Most cases of HPV infection are asymptomatic and are known to be cured naturally through an immune response within a few years (Cubie, 2013). However, since the natural antibody response to HPV is slow and the antibody titer is low (WHO, 2014), it has been suggested that if HR-HPV infection persists, it may be a factor in the development of cervical neoplasia (Myers et al., 2000). Not all HPV infections cause cervical cancer, so the analysis and follow-up of HR-HPV infection, which are related to the development of intracervical tumors, are more important. HPV 16 should be allocated particular attention because it reportedly has the highest infection rate in cervical cancer (Sasagawa et al., 2001). In this study, 227 cases (46.0%) showed intraepithelial abnormalities among 493 HR-HPV cases. In the single HR-HPV infection rate, HPV 52 accounted for the highest infection rate, while in HGSIL, single HPV 16 was the highest at 40% (12/30), indicating their association with cancer.
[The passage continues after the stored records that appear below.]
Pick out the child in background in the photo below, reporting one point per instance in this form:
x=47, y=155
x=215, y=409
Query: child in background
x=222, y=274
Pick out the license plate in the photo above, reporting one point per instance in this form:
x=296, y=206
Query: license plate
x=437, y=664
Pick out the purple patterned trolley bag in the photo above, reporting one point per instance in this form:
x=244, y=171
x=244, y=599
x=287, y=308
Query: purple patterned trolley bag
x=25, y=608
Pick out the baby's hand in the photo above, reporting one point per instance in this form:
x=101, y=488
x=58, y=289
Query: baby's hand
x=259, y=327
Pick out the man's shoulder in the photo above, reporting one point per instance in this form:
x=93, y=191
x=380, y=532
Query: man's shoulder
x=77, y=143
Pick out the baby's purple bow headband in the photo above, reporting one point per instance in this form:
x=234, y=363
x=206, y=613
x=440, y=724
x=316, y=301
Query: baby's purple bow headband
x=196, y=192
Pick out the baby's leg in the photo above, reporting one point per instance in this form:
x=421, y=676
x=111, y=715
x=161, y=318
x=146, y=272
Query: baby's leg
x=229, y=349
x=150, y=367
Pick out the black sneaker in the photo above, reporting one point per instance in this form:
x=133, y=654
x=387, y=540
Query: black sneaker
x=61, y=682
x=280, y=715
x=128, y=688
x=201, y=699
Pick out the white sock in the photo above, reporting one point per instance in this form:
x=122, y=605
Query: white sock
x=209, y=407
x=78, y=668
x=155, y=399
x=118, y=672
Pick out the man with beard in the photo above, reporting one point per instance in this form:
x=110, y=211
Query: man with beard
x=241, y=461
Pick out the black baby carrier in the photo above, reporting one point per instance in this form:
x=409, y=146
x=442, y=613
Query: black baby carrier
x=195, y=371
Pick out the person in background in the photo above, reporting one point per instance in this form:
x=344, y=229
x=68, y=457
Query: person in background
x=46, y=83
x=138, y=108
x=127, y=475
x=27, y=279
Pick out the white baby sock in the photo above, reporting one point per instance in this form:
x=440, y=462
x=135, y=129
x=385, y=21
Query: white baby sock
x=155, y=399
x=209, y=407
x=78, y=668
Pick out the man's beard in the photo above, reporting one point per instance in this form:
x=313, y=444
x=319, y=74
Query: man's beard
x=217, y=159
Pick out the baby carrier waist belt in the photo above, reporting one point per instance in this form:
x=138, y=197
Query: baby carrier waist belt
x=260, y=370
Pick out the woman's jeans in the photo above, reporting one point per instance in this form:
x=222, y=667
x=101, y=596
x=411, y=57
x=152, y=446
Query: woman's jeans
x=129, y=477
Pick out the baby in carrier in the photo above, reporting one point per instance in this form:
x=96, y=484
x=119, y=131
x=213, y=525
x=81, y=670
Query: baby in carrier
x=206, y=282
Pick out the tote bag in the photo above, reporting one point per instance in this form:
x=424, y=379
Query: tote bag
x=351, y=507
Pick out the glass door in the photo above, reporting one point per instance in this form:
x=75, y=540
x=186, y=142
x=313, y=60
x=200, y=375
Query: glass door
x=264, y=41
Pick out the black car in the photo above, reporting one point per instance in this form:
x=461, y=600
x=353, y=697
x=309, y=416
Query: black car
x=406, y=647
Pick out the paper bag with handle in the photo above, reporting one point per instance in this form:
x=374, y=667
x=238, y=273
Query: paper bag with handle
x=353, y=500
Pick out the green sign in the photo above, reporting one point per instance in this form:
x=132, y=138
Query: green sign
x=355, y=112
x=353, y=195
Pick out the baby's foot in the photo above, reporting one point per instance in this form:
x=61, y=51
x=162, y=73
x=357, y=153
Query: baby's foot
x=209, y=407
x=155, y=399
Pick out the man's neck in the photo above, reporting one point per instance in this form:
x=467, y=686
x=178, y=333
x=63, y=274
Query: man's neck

In conclusion, the prevalence of HPV among women in Busan, Korea who did not receive HPV vaccine was 30.2% (609/2,014), and the HR-HPV infection rate was as high as 81.0% (493/609). Single HR-HPV type 52 and type 16 showed the highest infection rate in that order, and the high infection rate among young women aged 18~39 suggests the need for continuous monitoring. In addition, in the cytological results, when there were abnormal findings of cervical epithelium, HPV type 52 was the most common, and when there were high-grade intraepithelial abnormalities, HPV type 16 was more common. It is thought that the HR-HPV genotypes related to cervical cancer should be con-tinuously collected and followed for use in health policies, including local and national vaccination.
This research was funded by the National Research Foundation of Korea. The grant was funded by the Korean Government, grant number NRF-2020R1A2C1102228.
No potential conflict of interest relevant to this article was reported.